Prison de Milan, 30 avril 1928
Très chère Tania,
... Je ne sais si tu as été informée que le procès a été fixé au 28 mai, ce qui signifie que le départ approche. J’ai déjà vu l’avocat Ariis. Ces changements prochains m’excitent grandement ; de manière agréable cependant. Je me sens plus vibrant de vie ; il y aura une certaine lutte, j’imagine. Ne serait-ce que pour quelques jours je me trouverai dans une autre ambiance que celle de la prison.

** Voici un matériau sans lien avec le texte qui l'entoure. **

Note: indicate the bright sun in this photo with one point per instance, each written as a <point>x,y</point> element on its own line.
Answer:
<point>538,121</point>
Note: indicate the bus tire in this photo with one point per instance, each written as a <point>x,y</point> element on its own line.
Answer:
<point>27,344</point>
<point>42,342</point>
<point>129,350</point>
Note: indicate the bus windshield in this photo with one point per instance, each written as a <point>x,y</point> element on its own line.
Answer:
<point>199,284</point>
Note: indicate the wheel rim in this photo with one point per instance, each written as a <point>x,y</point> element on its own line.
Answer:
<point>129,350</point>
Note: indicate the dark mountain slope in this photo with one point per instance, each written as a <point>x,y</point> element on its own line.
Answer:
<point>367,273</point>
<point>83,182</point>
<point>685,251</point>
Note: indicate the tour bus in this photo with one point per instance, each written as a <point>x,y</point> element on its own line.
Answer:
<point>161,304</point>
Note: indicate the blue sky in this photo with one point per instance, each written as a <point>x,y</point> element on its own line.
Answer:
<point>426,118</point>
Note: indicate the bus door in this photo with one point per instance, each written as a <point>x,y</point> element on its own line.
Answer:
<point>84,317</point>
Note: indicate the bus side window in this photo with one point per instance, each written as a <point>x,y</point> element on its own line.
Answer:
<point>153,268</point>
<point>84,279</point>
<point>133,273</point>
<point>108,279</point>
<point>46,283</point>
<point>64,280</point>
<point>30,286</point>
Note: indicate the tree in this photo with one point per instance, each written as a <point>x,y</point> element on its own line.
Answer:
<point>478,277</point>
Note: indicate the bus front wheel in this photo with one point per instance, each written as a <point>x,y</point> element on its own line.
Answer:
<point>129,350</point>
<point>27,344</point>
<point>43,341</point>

Je proteste contre tes déductions au sujet des... têtes de cabris. Je suis très informé sur ce commerce. A Turin, j’ai fait en 1919, une large enquête, parce que la municipalité boycottait les agneaux et les chevreaux sardes pour favoriser les lapins piémontais : il y avait à Turin environ quatre mille bergers et paysans sardes en mission spéciale [1] et je voulais les éclairer sur cette question. Les agneaux et les cabris méridionaux arrivaient à Turin sans tête, mais il y a un certain nombre de commerçants locaux qui fournissent aussi la tête. Que la tête d’agneau ou de cabri soit difficile à trouver se voit au fait que promise qu’elle vous est le dimanche vous ne pouvez l’avoir que le mercredi. De plus moi je ne savais jamais s’il s’agissait d’agneau ou de cabri, bien qu’elle fût toujours excellente...

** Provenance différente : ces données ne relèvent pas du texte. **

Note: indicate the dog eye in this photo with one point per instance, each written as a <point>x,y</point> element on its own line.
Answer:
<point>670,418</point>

Je regrette beaucoup que Julie soit restée si longtemps sans nouvelles. Nous reverrons-nous avant mon départ ? Je ne le crois pas. Ne fais pas d’imprudence. Soigne-toi bien. C’est seulement à cette condition que je serai tranquille. N’oublie pas que désormais je ne pourrai t’écrire que rarement. Je t’embrasse.